Carroll on Benedict
James Carroll has an excellent essay in the Boston Globe engaging Pope Benedict’s recent speech in Germany. An excerpt to catch your interest:
"Even abstracting from the offending citation, the pope's lecture reveals a deeper and insulting problem. Benedict properly affirms the rationality of faith, and the corollary that faith should be spread by reasoned argument and not by violent coercion. But he does so as a way of positing Christian superiority to other faiths.
That was the point of the passing comparison with Islam -- which, supposedly, is irrational and therefore intrinsically violent, unlike Christianity which is rational and intrinsically eschews coercion.
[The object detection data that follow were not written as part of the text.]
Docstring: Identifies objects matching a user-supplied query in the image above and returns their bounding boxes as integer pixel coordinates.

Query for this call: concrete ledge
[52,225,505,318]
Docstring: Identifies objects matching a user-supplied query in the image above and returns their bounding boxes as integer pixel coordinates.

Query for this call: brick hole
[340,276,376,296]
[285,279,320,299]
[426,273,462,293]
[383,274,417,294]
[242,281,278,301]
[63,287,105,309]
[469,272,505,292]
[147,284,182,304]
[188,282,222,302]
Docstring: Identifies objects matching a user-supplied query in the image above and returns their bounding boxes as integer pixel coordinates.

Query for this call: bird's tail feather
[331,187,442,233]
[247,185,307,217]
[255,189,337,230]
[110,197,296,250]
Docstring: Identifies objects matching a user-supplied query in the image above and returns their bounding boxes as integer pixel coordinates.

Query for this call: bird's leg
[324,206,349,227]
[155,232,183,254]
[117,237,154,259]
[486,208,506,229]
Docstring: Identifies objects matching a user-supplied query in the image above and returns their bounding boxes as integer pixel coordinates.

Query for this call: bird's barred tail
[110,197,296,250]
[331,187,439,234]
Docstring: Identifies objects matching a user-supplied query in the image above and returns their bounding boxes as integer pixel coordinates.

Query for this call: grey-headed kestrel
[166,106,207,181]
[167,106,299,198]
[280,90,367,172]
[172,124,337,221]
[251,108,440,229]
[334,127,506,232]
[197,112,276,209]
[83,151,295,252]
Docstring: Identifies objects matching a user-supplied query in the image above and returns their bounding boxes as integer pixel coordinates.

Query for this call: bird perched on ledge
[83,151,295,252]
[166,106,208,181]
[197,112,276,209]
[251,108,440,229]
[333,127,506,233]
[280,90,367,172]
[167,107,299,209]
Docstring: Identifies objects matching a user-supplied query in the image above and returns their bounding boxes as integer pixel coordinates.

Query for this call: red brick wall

But this ignores history: Christianity, beginning with Constantine and continuing through the Crusades up until the Enlightenment, routinely ``spread by the sword the faith" it preached; Islam sponsored rare religious amity among Jews, Christians, and Muslims in the very period from which the insulting quote comes.
More significant, though, for any discussion of reason and faith is the fact that Christian theology's breakthrough embrace of the rational method, typified by St. Thomas Aquinas's appropriation of Aristotle, and summarized by Benedict as ``this inner rapprochement between Biblical faith and Greek philosophical inquiry," was made possible by such Islamic scholars as Averroes, whose translations of Aristotle rescued that precious tradition for the Latin West."
Perhaps Benedict's speech might actually spark some historical interest. Part of our current dilemma is precisely our inability to attend to history.